The TCLF sectors are often accused of being among the most polluting industries, and it is true that in the past much pain to the planet could have been avoided with foresight and responsibility.

While modern TCLF production sites in Europe have long since changed and today operate under strict environmental considerations, there are still far too many non-EU countries that supply materials, components, and finished goods that do not comply with international environmental standards, thus continuing to taint the image of the sector. This will change!

Indeed, the EU has the ambition to put an end to pollution driven through consumption and to the placing of the planet beyond its limits. The “EU Green Deal” launched in December 2019 and its ancillary strategies (Circular Economy Action Plan, Farm-to-Fork Strategy, Textile Strategy, etc…) have all as objective to revert Climate Change and to deliver a more sustainable economy. Here “Circularity” is the keyword. What does this mean in practice? It means a societal change, a change of paradigm, turning away from a linear way of life where goods were produced, consumed, and simply thrown away, towards a circular economy, where goods are produced, consumed, repaired, and recycled. The circular economy is an economy in which manufacturing plants experiment with industrial symbiosis, where the residues from one process or sector become the raw materials for another product or sector. However, this concept also needs that products are already conceived and designed with this purpose so that components can be more easily recovered, and materials better recycled.
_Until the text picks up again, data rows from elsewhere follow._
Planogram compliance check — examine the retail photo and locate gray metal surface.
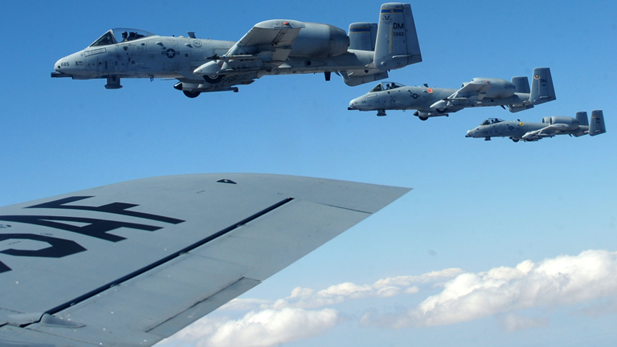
[0,174,408,346]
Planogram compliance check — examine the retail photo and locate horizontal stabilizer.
[508,105,533,113]
[341,71,388,87]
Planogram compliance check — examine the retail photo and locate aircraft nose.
[347,98,358,110]
[54,58,64,72]
[347,97,363,110]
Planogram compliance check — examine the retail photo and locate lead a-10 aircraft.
[51,3,422,98]
[465,110,606,142]
[348,68,556,120]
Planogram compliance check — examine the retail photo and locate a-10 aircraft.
[51,3,422,98]
[465,110,606,142]
[348,68,556,120]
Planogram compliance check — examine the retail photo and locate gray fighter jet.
[348,68,556,120]
[51,3,422,98]
[465,110,606,142]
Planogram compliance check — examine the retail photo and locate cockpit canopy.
[90,28,154,47]
[369,82,405,93]
[480,118,505,126]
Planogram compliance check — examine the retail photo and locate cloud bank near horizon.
[159,250,617,347]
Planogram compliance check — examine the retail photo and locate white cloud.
[159,250,617,347]
[221,269,463,310]
[499,313,549,332]
[362,251,617,330]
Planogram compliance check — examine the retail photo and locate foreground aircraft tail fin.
[576,111,589,126]
[588,110,606,136]
[374,3,422,71]
[348,23,377,51]
[529,67,557,105]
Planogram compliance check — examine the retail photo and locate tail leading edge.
[529,67,557,105]
[374,3,422,71]
[589,110,606,136]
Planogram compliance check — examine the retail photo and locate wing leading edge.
[0,174,409,347]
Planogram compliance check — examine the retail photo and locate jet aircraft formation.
[51,3,605,141]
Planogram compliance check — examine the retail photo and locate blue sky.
[0,0,617,347]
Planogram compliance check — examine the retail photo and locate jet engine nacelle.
[471,77,516,99]
[542,116,579,129]
[289,23,349,58]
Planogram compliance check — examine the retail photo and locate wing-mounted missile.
[413,111,450,120]
[431,77,516,110]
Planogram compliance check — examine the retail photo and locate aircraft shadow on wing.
[51,3,422,98]
[348,68,556,120]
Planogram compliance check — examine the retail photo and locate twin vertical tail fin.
[576,111,589,126]
[374,3,422,71]
[349,23,377,51]
[529,67,557,105]
[588,110,606,136]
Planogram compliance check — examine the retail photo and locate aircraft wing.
[0,174,409,347]
[448,80,491,101]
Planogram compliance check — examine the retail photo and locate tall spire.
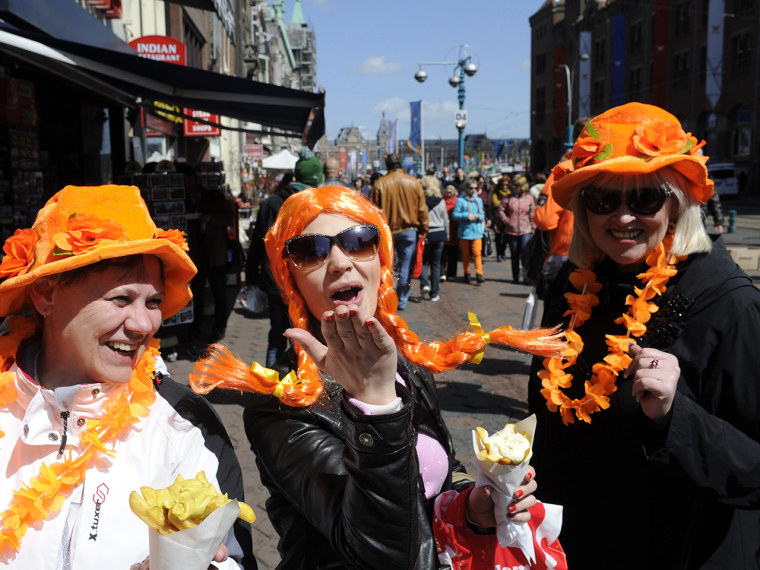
[290,0,306,27]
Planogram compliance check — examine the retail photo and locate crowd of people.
[0,103,760,570]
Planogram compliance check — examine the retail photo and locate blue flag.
[406,101,422,152]
[385,119,398,154]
Is this notion of circularity so foreign to the TCLF sectors? Not really!

Take for instance the leather industry. Leather is used for a myriad of fashion and technical applications from footwear, to handbags, from furniture to car interiors, from gloves to pants and jackets. And leather isn’t anything else than the recycling of a residue of the meat industry. Tanners recover the hides & skins of animals slaughtered for human consumption (because there is no cow, sheep, or goat that is killed for its skin!) and transform them into a beautiful, durable and sustainable production material. Research and development have led to process innovations that permit the recovery of the hair to make organic fertilisers, of fleshing to produce biofuel, of splits to make collagen and gelatine, and of leather waste to make a composite called “leather fibre board” which stiffens the linings of footwear and leather goods. There will soon be zero waste from European leather.

Similar developments have also come up in the textile industry. Think of this new world of fibres issued from cellulose and think of all the new non-woven materials that are used today in many fashion applications as fillers or carpets. But there is much more…

For footwear and apparel producers, the challenge is somewhat different. For them, the point is foremost a matter of choice of materials, moving away from unsustainable ones, and concentrating on those with better environmental credentials. But there is more, here is where design (eco-design) comes into play. The future will be for those products that manage to minimise cutting waste and where the unavoidable residues are further reused and valorised in the production of other smaller goods.

Yet, there is still quite a lot of work ahead in the TCLF sectors. The complexity and multiplicity of materials and components make a result in still low recycling rates. But with the support of research and the latest technologies, these industries are ready and committed to succeed. What it needs now are young ambitious professionals to make this aspiration a reality.